Take a fresh look at your lifestyle.

Waspada, Marak Tindak Kejahatan Bermodus COD

- Di Brebes Terjadi Dua Kasus

113

BREBES – Tindak kejahatan bermodus COD kini marak terjadi di masyarakat, salah satunya di wikayah Kabupaten Brebes. Di Kota Bawang ini sudah terjadi dua kasus tindak kejahatan yang berkedok Cast On Delivery (COD) tersebut. Bahkan, salah seorang korbannya hingga kini terbaring di rumah sakit, karena mengalami luka serius di wajah dan beberapa bagian tubuhnya. 

Kasus pertama di Brebes korbannya seorang pelajar SMK, Rifna Miladianur (16), warga Desa Siasem, Kecamatan Wanasari, Brebes. Ia mengalami luka bakar di bagian muka, tangan dan lengan, setelah disiram cairan yang diduga air keras, saat melakukan COD dengan seorang pembeli yang tidak dikenal. Meski berstatus pelajar, korban selama ini menggeluti usaha berjualan kosmetik secara online. Kasus ini terjadi pada 17 Januari 2021 lalu, dan saat ini masih ditangani Polsek Wanasari, Brebes.

Kasus kedua, terjadi satu minggu lalu di Desa Pesantunan, Kecamatan Wanasari. Korban mengalami tindak kekerasa saat l melakukan COD. Tanpa sebab yang jelas, korban dibacok hingga terpaksa dilarikan ke rumah sakit.

“Awalnya mau COD di gapura masuk Desa Sisalam. Tapi waktu itu tidak jadi. Calon pembeli ini minta COD di dekat Puskesmas Sidamulya. Saya ke sana, tapi tempatnya sepi.

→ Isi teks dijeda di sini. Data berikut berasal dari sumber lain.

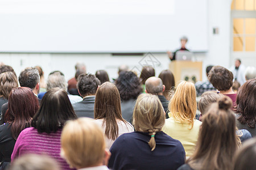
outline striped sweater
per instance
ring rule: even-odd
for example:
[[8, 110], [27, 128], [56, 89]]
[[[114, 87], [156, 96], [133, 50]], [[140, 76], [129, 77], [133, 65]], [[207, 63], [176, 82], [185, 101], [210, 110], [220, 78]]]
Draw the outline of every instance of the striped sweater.
[[60, 157], [60, 135], [61, 130], [47, 134], [39, 133], [34, 128], [23, 130], [16, 141], [11, 162], [24, 154], [45, 154], [54, 158], [61, 169], [71, 169], [66, 161]]

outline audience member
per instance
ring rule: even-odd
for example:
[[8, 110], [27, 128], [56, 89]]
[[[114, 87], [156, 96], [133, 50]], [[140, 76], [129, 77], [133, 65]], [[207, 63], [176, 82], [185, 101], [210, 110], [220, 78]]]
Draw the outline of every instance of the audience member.
[[232, 90], [234, 92], [237, 93], [237, 91], [238, 91], [238, 89], [240, 88], [240, 83], [239, 83], [239, 82], [237, 80], [234, 80], [234, 82], [233, 82]]
[[139, 77], [141, 83], [142, 84], [143, 93], [145, 93], [145, 82], [151, 76], [155, 76], [155, 69], [151, 66], [144, 66], [141, 73]]
[[[224, 96], [222, 94], [214, 91], [207, 91], [203, 94], [201, 96], [200, 100], [198, 103], [198, 108], [201, 112], [200, 121], [201, 121], [202, 116], [203, 116], [209, 109], [210, 104], [217, 102], [218, 99]], [[250, 132], [246, 129], [237, 130], [236, 131], [237, 135], [240, 138], [242, 142], [246, 140], [251, 138], [251, 135]]]
[[8, 104], [6, 104], [6, 109], [2, 112], [2, 108], [4, 104], [8, 102], [9, 94], [13, 88], [18, 86], [18, 80], [16, 75], [11, 71], [4, 72], [0, 74], [0, 125], [3, 124], [3, 118], [6, 111]]
[[35, 67], [38, 70], [40, 76], [40, 91], [46, 92], [46, 83], [44, 80], [44, 71], [40, 66], [36, 66]]
[[[208, 77], [209, 72], [213, 67], [213, 66], [208, 66], [207, 67], [206, 73], [207, 78]], [[212, 83], [210, 83], [208, 79], [204, 82], [199, 81], [196, 82], [196, 84], [195, 84], [195, 86], [196, 86], [196, 95], [197, 96], [201, 96], [201, 95], [206, 91], [216, 90]]]
[[60, 135], [65, 122], [76, 118], [67, 92], [60, 88], [49, 90], [32, 120], [32, 128], [23, 130], [18, 137], [11, 161], [24, 154], [43, 154], [54, 158], [61, 169], [69, 169], [60, 158]]
[[247, 80], [256, 78], [256, 69], [254, 67], [247, 67], [245, 70], [245, 79]]
[[169, 96], [169, 92], [175, 87], [175, 81], [172, 73], [169, 70], [163, 70], [158, 76], [163, 81], [163, 83], [166, 86], [166, 90], [163, 93], [163, 95], [169, 101], [171, 98]]
[[118, 137], [110, 148], [113, 169], [176, 169], [184, 163], [182, 144], [162, 131], [164, 111], [157, 96], [139, 96], [134, 112], [135, 131]]
[[163, 84], [163, 82], [161, 79], [155, 76], [150, 77], [146, 80], [145, 87], [145, 92], [146, 93], [158, 96], [164, 109], [166, 118], [169, 118], [168, 116], [168, 112], [167, 112], [168, 101], [163, 95], [163, 92], [164, 92], [166, 86]]
[[106, 82], [109, 82], [109, 75], [105, 70], [97, 70], [95, 75], [101, 81], [101, 84]]
[[95, 94], [100, 81], [94, 75], [82, 74], [78, 77], [79, 92], [83, 97], [82, 101], [73, 104], [73, 108], [77, 117], [94, 118]]
[[80, 74], [86, 73], [86, 67], [84, 63], [77, 63], [75, 66], [75, 69], [76, 69], [75, 76], [68, 81], [68, 90], [70, 90], [72, 88], [76, 88], [77, 78], [79, 76], [78, 73], [81, 73]]
[[190, 156], [194, 152], [201, 122], [195, 120], [196, 112], [196, 88], [194, 84], [183, 81], [177, 87], [169, 103], [169, 118], [163, 131], [180, 141]]
[[142, 88], [139, 78], [132, 71], [122, 71], [115, 80], [121, 99], [122, 116], [131, 123], [133, 109]]
[[233, 170], [255, 169], [256, 138], [246, 142], [237, 151], [233, 163]]
[[8, 71], [13, 72], [16, 76], [16, 73], [12, 67], [5, 65], [1, 65], [0, 66], [0, 74]]
[[234, 75], [234, 80], [237, 80], [242, 86], [246, 82], [245, 80], [245, 67], [241, 64], [240, 59], [236, 60], [235, 65], [230, 69]]
[[105, 131], [108, 148], [119, 135], [134, 131], [131, 124], [122, 117], [120, 95], [117, 87], [110, 82], [105, 82], [97, 90], [94, 118]]
[[30, 127], [32, 118], [39, 108], [38, 100], [28, 87], [16, 87], [10, 93], [5, 122], [0, 126], [0, 169], [6, 169], [19, 134]]
[[11, 163], [9, 170], [60, 170], [53, 159], [47, 155], [27, 154]]
[[[46, 90], [47, 91], [55, 87], [59, 87], [67, 91], [67, 84], [65, 80], [64, 75], [62, 73], [59, 71], [55, 71], [49, 74], [46, 84]], [[82, 98], [79, 96], [68, 94], [68, 96], [71, 104], [74, 104], [82, 100]]]
[[233, 73], [229, 70], [220, 66], [212, 67], [208, 75], [210, 82], [220, 92], [230, 97], [233, 101], [233, 110], [236, 106], [237, 94], [232, 90]]
[[69, 121], [61, 133], [61, 155], [77, 169], [109, 169], [110, 153], [102, 130], [89, 118]]
[[256, 136], [256, 78], [247, 80], [240, 88], [237, 98], [237, 126]]
[[232, 106], [227, 96], [211, 105], [203, 117], [196, 150], [179, 170], [231, 169], [232, 158], [240, 144]]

Saat itu jam setengah 9 malam. Akhirnya saya balik lagi ke arah pulang,” tutur Rifna Miladianur (16), salah seorang korban kejahatan bermodus COD ini, Jumat (19/3).

Dia mengaku, saat perjalanan pulang ke rumah, di belakang ada sepeda motor yang mengikutinya. Tiba-tiba, pengendara sepeda motor itu menyiramkan air ke dirinya. Pelaku dua kali melakukan penyiraman. Ia tidak mengenal pelaku karena saat itu menggunakan helm, jaket, dan sarung tangan.

Usai aksi itu, lanjut dia, muncul pesan berantai di akun facebook miliknya. Pesan itu diketahui berasal dari seseorang yang sebelumnya memesan kosmetik kepada dirinya. Tak lama mengirimkan pesan berantai itu, akun yang diduga pelaku penyiraman tersebut tutup akun.

“Isi pesan itu ada kalimat, Dendam saya sudah terbalas,” kata Rifna sembari menunjukkan isi pesan di akun facebooknya.

Kapolsek Wanasari, AKB Mulyono saat dikonfirmasi atas kasus tersebut mengatakan, pihaknya bersama Satreskrim Polres Brebes masih melakukan penyelidikan. Sejumlah saksi-saksi juga sudah dimintai keterangan. Namun dalam upaya menggungkap kasus itu, jajarannya sedikit mengalami kendala. Sebab, hingga kini korban masih belum mau dimintai keterangan, karena masih trauma berat. “Untuk kasus dugaan penyiraman air keras ini, masih kami selidiki. Mudah-mudahan dalam waktu dekat bisa terungkap. Sedangkan kasus bermodus COD yang berujung kekerasan di Desa Pesantunan, belum ada laporan ke kami,” ungkapnya.

Kapolsek mengimbau, masyarakat untuk lebih berhati-hati dalam melakukan transaksi melalui COD. Baik penjual dan pembeli harus berhati-hati, karena rawan tindak kejahatan. Apalagi, kedua belah pihak tidak saling mengenal. “Kami imbau warga yang akan melakikan COD ini harus waspada dan berhati-hati. Ini karena rata-rata kedua belah pihak sebatas mengenal di media sosial, dan ini rawan terjadi tindak kejahatan,” pungkasnya.